折坂悠太(以下、折坂):最初はギター弾き語りのシンガーソングライターとしてやっていて、『たむけ』の頃は昔の音楽ばっかり聴いていたんですけど、ちょっと前から最近の音楽を聴くようになって。最初から狙ったわけじゃないんですけど、『平成』は最近の潮流みたいなのをちょっと加味して作ったアルバムになったんですね。



―ビートメーカーのRAMZAが参加していたりもしましたもんね。

折坂:なので、普通のシンガーのアルバムというよりも、もうちょっとバラエティに富んだものになったと思っていて。
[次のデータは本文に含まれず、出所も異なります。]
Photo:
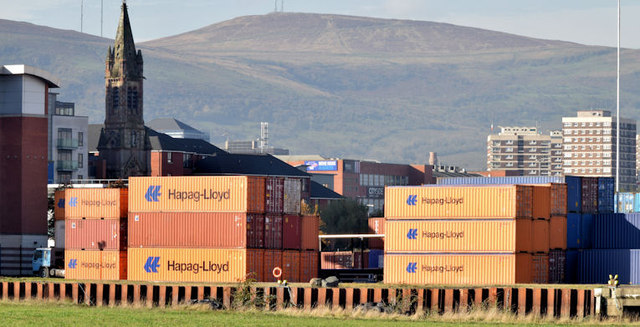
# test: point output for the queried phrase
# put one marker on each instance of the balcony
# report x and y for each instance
(66, 165)
(67, 144)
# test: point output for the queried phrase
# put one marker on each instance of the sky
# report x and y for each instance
(591, 22)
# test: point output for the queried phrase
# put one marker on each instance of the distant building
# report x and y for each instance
(590, 146)
(67, 138)
(524, 151)
(23, 165)
(176, 129)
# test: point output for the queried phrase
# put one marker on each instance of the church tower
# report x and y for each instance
(124, 143)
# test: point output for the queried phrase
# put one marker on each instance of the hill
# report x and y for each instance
(343, 86)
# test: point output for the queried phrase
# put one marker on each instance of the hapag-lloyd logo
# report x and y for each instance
(412, 200)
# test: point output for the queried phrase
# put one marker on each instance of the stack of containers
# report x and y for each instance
(470, 235)
(95, 233)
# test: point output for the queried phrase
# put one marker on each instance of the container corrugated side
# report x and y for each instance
(95, 265)
(96, 234)
(308, 265)
(59, 203)
(291, 232)
(606, 191)
(558, 232)
(197, 194)
(509, 235)
(616, 231)
(291, 265)
(457, 269)
(376, 226)
(540, 238)
(310, 228)
(195, 229)
(292, 195)
(460, 202)
(190, 265)
(96, 203)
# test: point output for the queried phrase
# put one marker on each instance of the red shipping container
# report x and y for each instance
(310, 229)
(274, 195)
(272, 259)
(376, 226)
(273, 231)
(194, 230)
(95, 234)
(308, 265)
(291, 232)
(557, 261)
(291, 265)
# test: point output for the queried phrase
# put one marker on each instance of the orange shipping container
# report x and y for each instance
(96, 234)
(558, 232)
(197, 194)
(310, 228)
(308, 265)
(58, 210)
(192, 265)
(291, 266)
(272, 259)
(540, 236)
(505, 235)
(95, 265)
(195, 230)
(460, 202)
(95, 203)
(457, 269)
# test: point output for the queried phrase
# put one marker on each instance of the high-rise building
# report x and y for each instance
(590, 146)
(23, 165)
(525, 151)
(124, 143)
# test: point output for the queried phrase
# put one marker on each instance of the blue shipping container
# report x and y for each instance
(616, 231)
(606, 191)
(595, 266)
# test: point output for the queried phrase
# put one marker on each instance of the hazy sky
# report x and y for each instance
(590, 22)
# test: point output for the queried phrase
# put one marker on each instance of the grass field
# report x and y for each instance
(60, 314)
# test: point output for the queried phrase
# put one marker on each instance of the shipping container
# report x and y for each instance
(624, 202)
(308, 265)
(59, 203)
(96, 234)
(291, 232)
(58, 229)
(310, 228)
(291, 265)
(558, 232)
(197, 194)
(557, 262)
(273, 231)
(196, 230)
(292, 195)
(95, 265)
(504, 235)
(457, 269)
(590, 194)
(272, 259)
(597, 264)
(96, 203)
(540, 271)
(376, 258)
(616, 231)
(376, 226)
(274, 195)
(606, 191)
(460, 202)
(192, 265)
(540, 238)
(336, 260)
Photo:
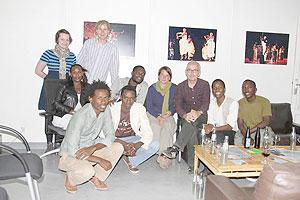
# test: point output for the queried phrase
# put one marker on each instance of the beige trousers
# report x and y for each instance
(80, 171)
(163, 133)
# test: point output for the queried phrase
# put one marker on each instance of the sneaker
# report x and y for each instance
(70, 188)
(171, 152)
(99, 185)
(130, 167)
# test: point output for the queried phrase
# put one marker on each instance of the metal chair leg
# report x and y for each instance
(179, 156)
(36, 188)
(30, 186)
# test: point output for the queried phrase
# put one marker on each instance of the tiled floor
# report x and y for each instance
(152, 183)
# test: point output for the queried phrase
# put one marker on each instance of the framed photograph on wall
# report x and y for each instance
(266, 48)
(123, 35)
(197, 44)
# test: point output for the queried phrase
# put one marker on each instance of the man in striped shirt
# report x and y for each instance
(99, 56)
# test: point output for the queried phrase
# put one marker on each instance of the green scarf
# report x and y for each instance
(165, 92)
一曲一曲方向性が違うので、ヒップホップ畑の人、クラブの人、普通に歌ものとして聴いた人、いろんなところに思わぬ形で聴いてもらえるようになったっていうのは、アルバムの意義として大きかったと思っています。

―「最近の潮流」というのは、特にどのあたりを意識していたのでしょうか?

折坂:フランク・オーシャンの『Blonde』が一番衝撃的だったので、アルバムを作る原動力のひとつになっていました。ただ、それをそのまま模倣するわけではなく、自分はこれまでずっと生音でやってきたので、そこはちゃんと強固にしつつ、『Blonde』はサウンドと歌っている内容がすごく密接で、そこに惹かれたので、そういうものを目指しました。



―アルバム・リリース時のインタビューでは「個人のことを歌うことで、結果的に時代の歌になるのではないか」という趣旨のことをおっしゃっていたかと思うんですけど、その背景には、フランク・オーシャンの存在もあったと。

折坂:そうだと思います。音楽が前よりもっとグローバルになっている印象があって、それがなぜかというと、世界を目指したときに、世界のことを歌うんじゃなくて、よりローカルな方向にみんな行ってるというか、個人的なことを掘り下げることによって、逆に世界基準の音になる、そういうことがいろんなところで起きていると思っていて。その場所の音楽に似せようと思っても、それと同じにはならないし、外国の人の音楽を聴いたときに、自分たちと同じようなことをやっていてもそんなに響かないと思うんです。それぞれの持ち場で何かを突き詰めた方が早いというか、むしろそっちに共感が生まれる気がします。